# The Mini Mojo



## M.J (Nov 1, 2010)

*File Name*: The Mini Mojo

*File Submitter*: M.J

*File Submitted*: 10 Mar 2015

*File Category*: Slingshots

Here's a template for the mini-ergo I made the other day. The deep cutouts in the handle allow for a slingshot that's fully supported in the hand but small enough to fit in the front pocket of your jeans. I use tabs on mine like in the picture but you don't have to.
I would highly recommend making this out of a strong material like micarta, g10, or HDPE. Top quality plywood would probably be ok, too. Don't make it from a solid board of any kind, there's not enough material in the throat of the forks.
Modify as suits you but don't be scared by the tiny size, it really shoots great as-is.
I'd love to see your results, be sure to post any that you make! :wave:

A huge thank you to Dayhiker for "digitizing" the design for me!!

Click here to download this file


----------



## M.J (Nov 1, 2010)

Here's the pic, I'm not sure why it didn't show up:


----------



## e~shot (Jun 3, 2010)

Awesome, thanks for sharing buddy. wanted try soon.


----------



## Arnisador78 (Apr 10, 2013)

Thanks for your generosity.


----------



## Urban Fisher (Aug 13, 2014)

Yeah thanks for this template MJ!!! That is very generous and people like me (that love to make slingshots but can't design them) love it when you guys post a new pattern for me to try.


----------



## Btoon84 (Nov 22, 2011)

Nice one MJ, kinda had a "question mark" vibe.  ?


----------



## M.J (Nov 1, 2010)

Btoon84 said:


> Nice one MJ, kinda had a "question mark" vibe.  ?

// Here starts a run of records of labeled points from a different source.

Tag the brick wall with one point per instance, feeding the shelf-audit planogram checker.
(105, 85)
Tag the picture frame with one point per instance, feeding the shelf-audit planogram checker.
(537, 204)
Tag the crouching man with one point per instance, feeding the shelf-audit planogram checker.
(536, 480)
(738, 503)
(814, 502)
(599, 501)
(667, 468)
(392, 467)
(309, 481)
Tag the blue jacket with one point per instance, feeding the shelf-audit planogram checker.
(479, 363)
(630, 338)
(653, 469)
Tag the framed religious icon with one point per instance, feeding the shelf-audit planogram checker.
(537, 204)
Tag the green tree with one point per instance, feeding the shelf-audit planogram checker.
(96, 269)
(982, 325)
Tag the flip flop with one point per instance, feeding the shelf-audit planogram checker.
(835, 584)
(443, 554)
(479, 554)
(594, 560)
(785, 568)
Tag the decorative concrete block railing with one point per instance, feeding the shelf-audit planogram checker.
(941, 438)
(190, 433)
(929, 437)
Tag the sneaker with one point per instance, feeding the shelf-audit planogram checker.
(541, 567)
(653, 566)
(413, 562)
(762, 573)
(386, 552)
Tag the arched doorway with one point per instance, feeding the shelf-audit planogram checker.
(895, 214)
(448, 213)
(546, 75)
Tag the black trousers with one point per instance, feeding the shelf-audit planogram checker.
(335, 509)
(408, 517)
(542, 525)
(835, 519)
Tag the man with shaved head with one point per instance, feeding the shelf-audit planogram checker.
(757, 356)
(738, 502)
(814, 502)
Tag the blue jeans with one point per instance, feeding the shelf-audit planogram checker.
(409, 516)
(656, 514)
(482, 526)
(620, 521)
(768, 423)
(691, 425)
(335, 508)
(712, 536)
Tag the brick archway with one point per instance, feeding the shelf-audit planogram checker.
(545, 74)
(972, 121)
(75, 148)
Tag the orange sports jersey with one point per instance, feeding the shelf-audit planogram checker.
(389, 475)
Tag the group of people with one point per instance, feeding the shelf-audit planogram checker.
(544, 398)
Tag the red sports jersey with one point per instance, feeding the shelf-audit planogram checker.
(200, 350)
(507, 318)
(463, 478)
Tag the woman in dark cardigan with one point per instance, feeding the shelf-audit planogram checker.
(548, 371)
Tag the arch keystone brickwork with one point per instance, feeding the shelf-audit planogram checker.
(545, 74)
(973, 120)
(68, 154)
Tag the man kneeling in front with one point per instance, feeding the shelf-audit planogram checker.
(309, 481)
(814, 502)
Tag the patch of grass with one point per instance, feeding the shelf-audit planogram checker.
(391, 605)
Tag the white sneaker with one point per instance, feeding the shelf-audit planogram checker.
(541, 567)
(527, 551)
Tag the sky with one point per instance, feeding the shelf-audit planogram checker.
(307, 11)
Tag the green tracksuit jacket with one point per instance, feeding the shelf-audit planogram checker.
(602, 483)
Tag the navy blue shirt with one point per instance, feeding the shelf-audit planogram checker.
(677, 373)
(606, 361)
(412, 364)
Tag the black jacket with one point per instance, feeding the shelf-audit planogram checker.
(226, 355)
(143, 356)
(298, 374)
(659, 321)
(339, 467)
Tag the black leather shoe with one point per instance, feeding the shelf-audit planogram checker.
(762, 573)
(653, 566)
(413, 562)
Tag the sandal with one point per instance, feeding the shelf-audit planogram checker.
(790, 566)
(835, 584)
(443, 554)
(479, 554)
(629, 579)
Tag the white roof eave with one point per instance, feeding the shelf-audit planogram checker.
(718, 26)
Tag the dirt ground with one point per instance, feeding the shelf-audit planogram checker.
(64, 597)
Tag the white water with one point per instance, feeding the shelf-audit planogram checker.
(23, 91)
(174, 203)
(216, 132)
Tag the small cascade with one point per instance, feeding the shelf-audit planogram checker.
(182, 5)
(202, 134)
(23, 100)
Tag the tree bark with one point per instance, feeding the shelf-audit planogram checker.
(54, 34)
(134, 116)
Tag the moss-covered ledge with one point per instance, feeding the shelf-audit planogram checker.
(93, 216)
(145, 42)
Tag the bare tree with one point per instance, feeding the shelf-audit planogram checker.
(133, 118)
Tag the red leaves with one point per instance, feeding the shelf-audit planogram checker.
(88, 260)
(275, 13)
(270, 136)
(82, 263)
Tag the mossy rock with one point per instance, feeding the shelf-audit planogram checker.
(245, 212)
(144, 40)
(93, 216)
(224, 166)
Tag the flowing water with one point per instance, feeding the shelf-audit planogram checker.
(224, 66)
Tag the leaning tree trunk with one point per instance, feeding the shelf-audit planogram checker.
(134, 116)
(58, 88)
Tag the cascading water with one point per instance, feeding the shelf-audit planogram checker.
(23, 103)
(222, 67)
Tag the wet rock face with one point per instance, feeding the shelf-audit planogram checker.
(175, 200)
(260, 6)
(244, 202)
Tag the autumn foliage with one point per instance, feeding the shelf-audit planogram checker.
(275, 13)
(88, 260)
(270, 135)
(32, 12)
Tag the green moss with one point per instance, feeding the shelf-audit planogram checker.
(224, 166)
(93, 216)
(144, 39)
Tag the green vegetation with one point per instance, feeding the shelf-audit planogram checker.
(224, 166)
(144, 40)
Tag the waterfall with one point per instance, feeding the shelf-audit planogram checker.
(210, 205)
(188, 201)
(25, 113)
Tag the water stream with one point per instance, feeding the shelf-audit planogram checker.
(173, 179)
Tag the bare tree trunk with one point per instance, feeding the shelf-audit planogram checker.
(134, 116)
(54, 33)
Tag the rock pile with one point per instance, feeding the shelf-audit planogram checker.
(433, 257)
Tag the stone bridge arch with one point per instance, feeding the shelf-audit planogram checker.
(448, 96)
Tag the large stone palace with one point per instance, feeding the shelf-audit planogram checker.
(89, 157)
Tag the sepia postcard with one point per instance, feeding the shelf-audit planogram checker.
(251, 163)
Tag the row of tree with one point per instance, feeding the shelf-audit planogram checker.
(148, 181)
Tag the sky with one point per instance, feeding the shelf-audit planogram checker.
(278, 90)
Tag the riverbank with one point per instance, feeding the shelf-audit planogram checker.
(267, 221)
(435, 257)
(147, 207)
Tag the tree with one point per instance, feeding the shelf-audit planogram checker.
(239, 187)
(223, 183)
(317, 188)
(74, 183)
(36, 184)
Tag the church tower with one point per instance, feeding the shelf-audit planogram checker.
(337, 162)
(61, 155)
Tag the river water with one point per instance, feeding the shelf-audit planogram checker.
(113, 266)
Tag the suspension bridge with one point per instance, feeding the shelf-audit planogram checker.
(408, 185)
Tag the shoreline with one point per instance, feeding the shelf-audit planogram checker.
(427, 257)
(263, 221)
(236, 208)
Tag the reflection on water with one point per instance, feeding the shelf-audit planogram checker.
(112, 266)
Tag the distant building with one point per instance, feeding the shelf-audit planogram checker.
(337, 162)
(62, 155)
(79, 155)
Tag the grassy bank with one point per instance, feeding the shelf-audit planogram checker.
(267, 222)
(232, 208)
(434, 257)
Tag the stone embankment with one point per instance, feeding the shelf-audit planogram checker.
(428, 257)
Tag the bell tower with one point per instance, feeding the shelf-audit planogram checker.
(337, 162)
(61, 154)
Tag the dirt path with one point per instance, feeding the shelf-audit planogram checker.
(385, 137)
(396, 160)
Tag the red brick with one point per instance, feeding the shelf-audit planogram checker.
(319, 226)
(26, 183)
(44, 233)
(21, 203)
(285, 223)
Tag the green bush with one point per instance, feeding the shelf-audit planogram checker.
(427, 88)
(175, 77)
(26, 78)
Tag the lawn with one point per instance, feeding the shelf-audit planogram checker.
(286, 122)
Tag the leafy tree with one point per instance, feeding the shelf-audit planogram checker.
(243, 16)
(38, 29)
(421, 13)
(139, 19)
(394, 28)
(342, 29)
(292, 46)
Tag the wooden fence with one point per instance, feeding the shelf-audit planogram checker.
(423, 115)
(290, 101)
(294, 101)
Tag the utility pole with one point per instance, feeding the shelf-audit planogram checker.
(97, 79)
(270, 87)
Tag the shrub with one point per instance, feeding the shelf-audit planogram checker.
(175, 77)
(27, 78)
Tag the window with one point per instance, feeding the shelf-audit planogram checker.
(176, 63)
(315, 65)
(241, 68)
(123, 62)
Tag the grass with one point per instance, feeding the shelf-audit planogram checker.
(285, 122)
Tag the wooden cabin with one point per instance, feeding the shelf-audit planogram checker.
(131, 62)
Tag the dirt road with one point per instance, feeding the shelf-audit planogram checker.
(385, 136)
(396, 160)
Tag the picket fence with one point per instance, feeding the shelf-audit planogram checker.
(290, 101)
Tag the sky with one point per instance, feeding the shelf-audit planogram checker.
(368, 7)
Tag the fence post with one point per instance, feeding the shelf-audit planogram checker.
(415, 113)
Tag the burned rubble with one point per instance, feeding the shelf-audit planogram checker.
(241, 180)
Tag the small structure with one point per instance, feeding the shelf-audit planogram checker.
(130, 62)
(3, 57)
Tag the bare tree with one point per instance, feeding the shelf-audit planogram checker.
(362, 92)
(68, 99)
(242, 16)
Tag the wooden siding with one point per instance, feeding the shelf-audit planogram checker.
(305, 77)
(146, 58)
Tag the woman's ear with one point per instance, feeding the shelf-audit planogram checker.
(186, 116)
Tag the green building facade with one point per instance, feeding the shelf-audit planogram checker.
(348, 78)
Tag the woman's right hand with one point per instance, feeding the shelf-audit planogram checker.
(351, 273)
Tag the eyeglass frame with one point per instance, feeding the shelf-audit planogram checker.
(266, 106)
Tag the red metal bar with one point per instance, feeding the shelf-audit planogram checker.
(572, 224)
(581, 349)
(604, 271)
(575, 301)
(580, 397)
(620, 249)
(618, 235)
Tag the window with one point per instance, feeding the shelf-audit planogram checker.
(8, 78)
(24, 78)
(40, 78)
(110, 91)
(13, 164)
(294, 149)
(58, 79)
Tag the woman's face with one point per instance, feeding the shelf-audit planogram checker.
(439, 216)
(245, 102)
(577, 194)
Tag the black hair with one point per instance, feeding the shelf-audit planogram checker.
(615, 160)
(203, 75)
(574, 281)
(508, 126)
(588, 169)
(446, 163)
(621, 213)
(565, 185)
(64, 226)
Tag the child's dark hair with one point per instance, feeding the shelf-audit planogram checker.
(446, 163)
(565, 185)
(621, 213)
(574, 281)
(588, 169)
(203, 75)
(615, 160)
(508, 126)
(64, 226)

Yeah. I've always thought of it as "The Riddler", but Mini Mojo has a good ring to it.


----------



## quarterinmynose (Jan 21, 2012)

Cool deal. I was just thinking a template of this would be awesome. Maybe I will make one of these for my ECST 2015 raffle donation.


----------



## Bob E (Mar 23, 2015)

Got my mojo workin'.


----------